"Deafening." "Like a Jet Engine." "A Diesel Truck That Runs All The Time."

Spectra claims that this Compressor Station won't be a noise nuisance, but evidence from Compressor Stations around the country demonstrates otherwise. These facilities are noisy during normal operations, and deafening during the periodic blowdowns.

The operating "hum" of a 7,700 horsepower Compressor (plus the additional 10,900 horsepower Compressor to be added for Access Northeast) will be amplified as sound travels across the water and into North Weymouth and Quincy. Spectra claims it won't be above 55 decibels when measured at the edge of their property line, but a study of sound and vibration hasn't been done.

The promises made by Spectra during the proposal simply are not an accurate picture of the reality of Compressor Station noise, and their claims will not be enforced. The surrounding community will pay the price when it comes to their health, property values, and enjoyment of the outdoors.

Regulation of sound is ambiguous, and State DEP's continue to struggle with how to regulate and enforce. (Source)

The decibel level only measures loudness. But many other factors affect how noise is perceived—from its frequency, to the topography of the area, even the weather and wind speed on a particular day.
— NPR StateImpact
According to a World Health Organization assessment of research, excessive noise can
also increase risk of cognitive impairment in children, sleep disturbance, tinnitus, and
high levels of annoyance.
— World Health Organization.
Compressors are noisy, as can be the control valves which regulate gas flow through the pipeline at the source station, compressor stations, distribution hubs and metering stations.
Pipeline & Gas Journal

What Do Compressor Stations Really Sound Like To Their Neighbors?

Youtube is full of videos of Compressor Stations and their true impacts on the surrounding environment.

Argument: this will be quieted by the building

Spectra argues that the sound of the Compressor will be muffled by the enclosed building. While this may damper the sounds of normal operations, it will do nothing to minimize the deafening blasts of a Blowdown, as the Blowdown separator is located outside of the building. 

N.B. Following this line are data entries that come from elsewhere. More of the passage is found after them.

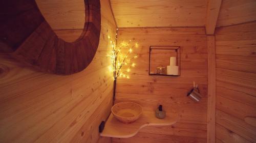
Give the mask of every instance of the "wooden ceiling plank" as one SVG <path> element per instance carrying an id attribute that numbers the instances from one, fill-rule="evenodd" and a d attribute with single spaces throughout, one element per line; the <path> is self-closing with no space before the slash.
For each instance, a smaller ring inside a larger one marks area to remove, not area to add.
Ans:
<path id="1" fill-rule="evenodd" d="M 205 25 L 207 35 L 214 34 L 221 2 L 222 0 L 208 0 Z"/>

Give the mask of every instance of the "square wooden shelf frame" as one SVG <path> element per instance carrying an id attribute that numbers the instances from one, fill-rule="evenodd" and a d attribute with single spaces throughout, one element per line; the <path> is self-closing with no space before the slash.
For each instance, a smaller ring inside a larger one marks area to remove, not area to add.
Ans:
<path id="1" fill-rule="evenodd" d="M 160 74 L 156 73 L 150 73 L 150 66 L 151 66 L 151 52 L 152 49 L 169 49 L 169 50 L 175 50 L 176 52 L 176 57 L 178 61 L 178 66 L 179 66 L 179 75 L 168 75 L 168 74 Z M 180 46 L 150 46 L 150 60 L 149 60 L 149 66 L 148 66 L 148 75 L 160 75 L 160 76 L 180 76 L 181 71 L 180 71 Z"/>

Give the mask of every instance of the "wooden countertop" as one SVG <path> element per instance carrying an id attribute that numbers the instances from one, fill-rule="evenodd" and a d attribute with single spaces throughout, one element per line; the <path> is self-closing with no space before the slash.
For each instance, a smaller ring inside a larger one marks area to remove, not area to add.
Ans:
<path id="1" fill-rule="evenodd" d="M 111 114 L 105 124 L 101 136 L 128 138 L 135 135 L 142 128 L 149 126 L 169 126 L 177 123 L 180 117 L 177 113 L 166 112 L 163 119 L 155 116 L 154 111 L 144 110 L 141 117 L 135 122 L 125 124 L 120 122 Z"/>

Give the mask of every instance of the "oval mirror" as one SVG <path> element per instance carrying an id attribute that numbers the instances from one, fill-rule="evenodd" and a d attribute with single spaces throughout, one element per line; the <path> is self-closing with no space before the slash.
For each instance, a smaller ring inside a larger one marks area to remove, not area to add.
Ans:
<path id="1" fill-rule="evenodd" d="M 82 71 L 94 57 L 101 29 L 100 0 L 8 0 L 0 9 L 1 52 L 61 75 Z"/>
<path id="2" fill-rule="evenodd" d="M 72 42 L 80 37 L 86 16 L 83 0 L 36 0 L 36 2 L 59 38 Z"/>

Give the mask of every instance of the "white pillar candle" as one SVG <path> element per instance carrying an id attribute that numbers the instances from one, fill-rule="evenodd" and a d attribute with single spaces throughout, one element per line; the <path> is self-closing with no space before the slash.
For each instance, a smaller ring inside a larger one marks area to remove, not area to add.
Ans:
<path id="1" fill-rule="evenodd" d="M 166 73 L 168 75 L 179 75 L 179 66 L 167 66 Z"/>
<path id="2" fill-rule="evenodd" d="M 170 57 L 170 66 L 176 66 L 176 57 Z"/>

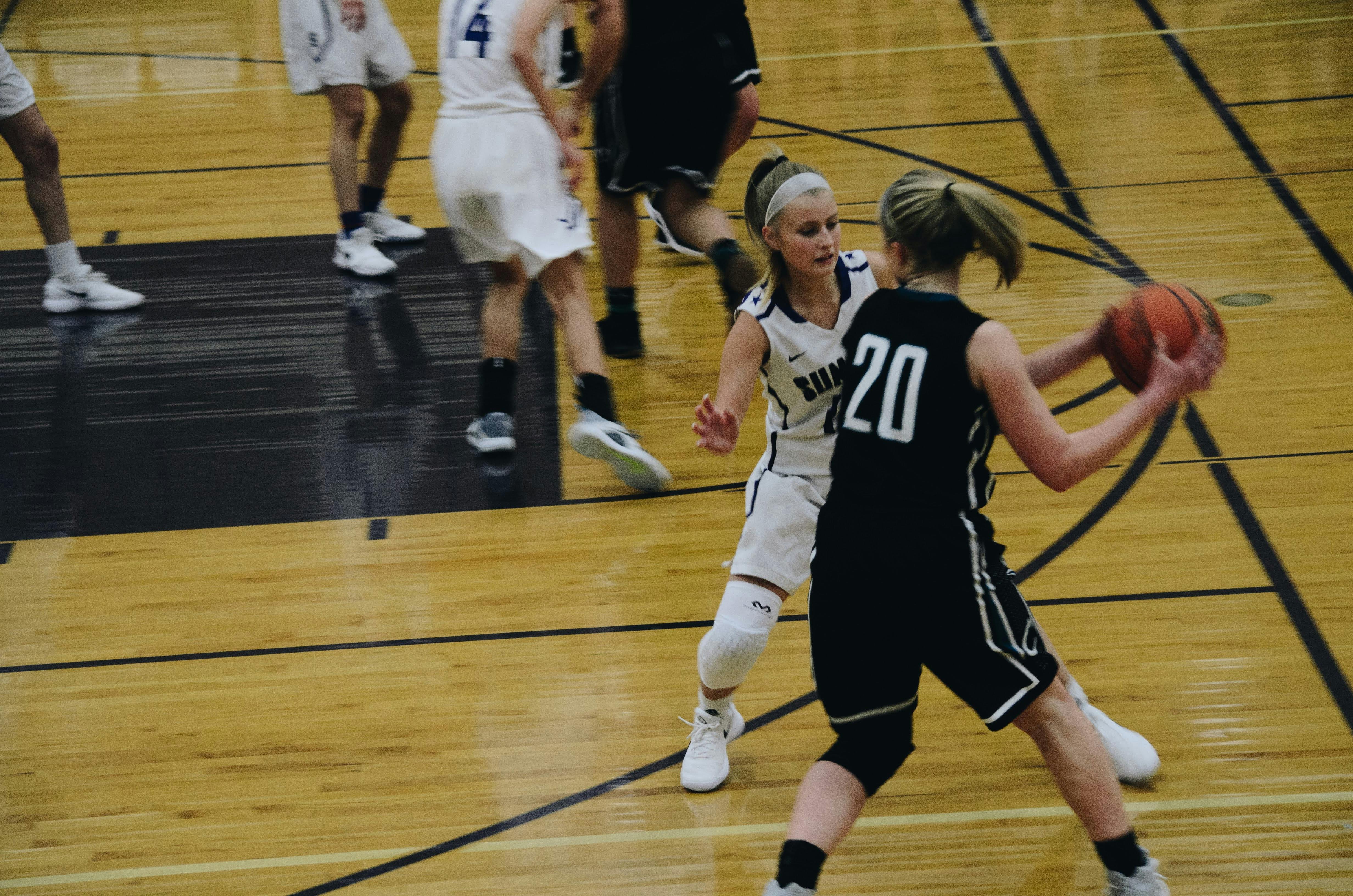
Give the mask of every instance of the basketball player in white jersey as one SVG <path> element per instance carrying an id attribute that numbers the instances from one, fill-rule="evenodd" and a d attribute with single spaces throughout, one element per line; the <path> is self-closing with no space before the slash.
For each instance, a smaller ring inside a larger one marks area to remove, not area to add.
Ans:
<path id="1" fill-rule="evenodd" d="M 579 410 L 570 444 L 609 463 L 629 486 L 656 491 L 671 475 L 616 420 L 583 282 L 591 227 L 572 195 L 583 156 L 547 88 L 559 74 L 560 3 L 442 0 L 440 18 L 442 104 L 432 138 L 433 181 L 460 260 L 487 261 L 492 277 L 482 311 L 479 411 L 465 437 L 480 453 L 517 447 L 521 302 L 536 279 L 574 369 Z"/>
<path id="2" fill-rule="evenodd" d="M 28 207 L 38 219 L 47 246 L 51 276 L 42 288 L 42 307 L 53 314 L 78 311 L 122 311 L 141 305 L 146 296 L 108 283 L 80 260 L 70 238 L 66 194 L 61 188 L 61 153 L 57 138 L 38 111 L 32 85 L 0 46 L 0 137 L 9 145 L 23 168 L 23 188 Z"/>
<path id="3" fill-rule="evenodd" d="M 360 276 L 395 271 L 376 242 L 417 242 L 426 233 L 384 204 L 386 181 L 399 154 L 413 93 L 414 69 L 383 0 L 277 0 L 287 79 L 298 96 L 323 93 L 333 112 L 329 171 L 338 200 L 334 265 Z M 371 91 L 380 114 L 371 129 L 367 176 L 357 181 L 357 143 Z"/>
<path id="4" fill-rule="evenodd" d="M 717 397 L 704 398 L 691 428 L 698 447 L 731 452 L 759 375 L 769 402 L 767 445 L 747 480 L 747 522 L 714 625 L 697 652 L 700 702 L 694 723 L 687 723 L 690 746 L 681 771 L 687 790 L 713 790 L 728 777 L 728 742 L 744 727 L 732 693 L 766 650 L 782 602 L 809 577 L 842 410 L 842 338 L 865 299 L 879 286 L 893 286 L 892 279 L 875 282 L 874 271 L 888 271 L 882 253 L 840 252 L 831 187 L 779 150 L 752 171 L 743 215 L 769 256 L 769 273 L 739 306 L 724 344 Z M 1097 329 L 1031 355 L 1035 384 L 1086 360 Z M 1058 678 L 1093 723 L 1119 778 L 1150 778 L 1160 758 L 1146 738 L 1091 705 L 1065 665 L 1058 663 Z"/>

Enclosures around natural gas infrastructure also come with their own risks. As Pipeline & Gas Journal (an industry publication) has said:

Regulating stations can have buildings installed around the stations which can then provide acoustic noise reduction. However, these buildings present a safety risk as, when there are gas leaks, the gas can collect in the building and create hazards of either asphyxiation or explosion.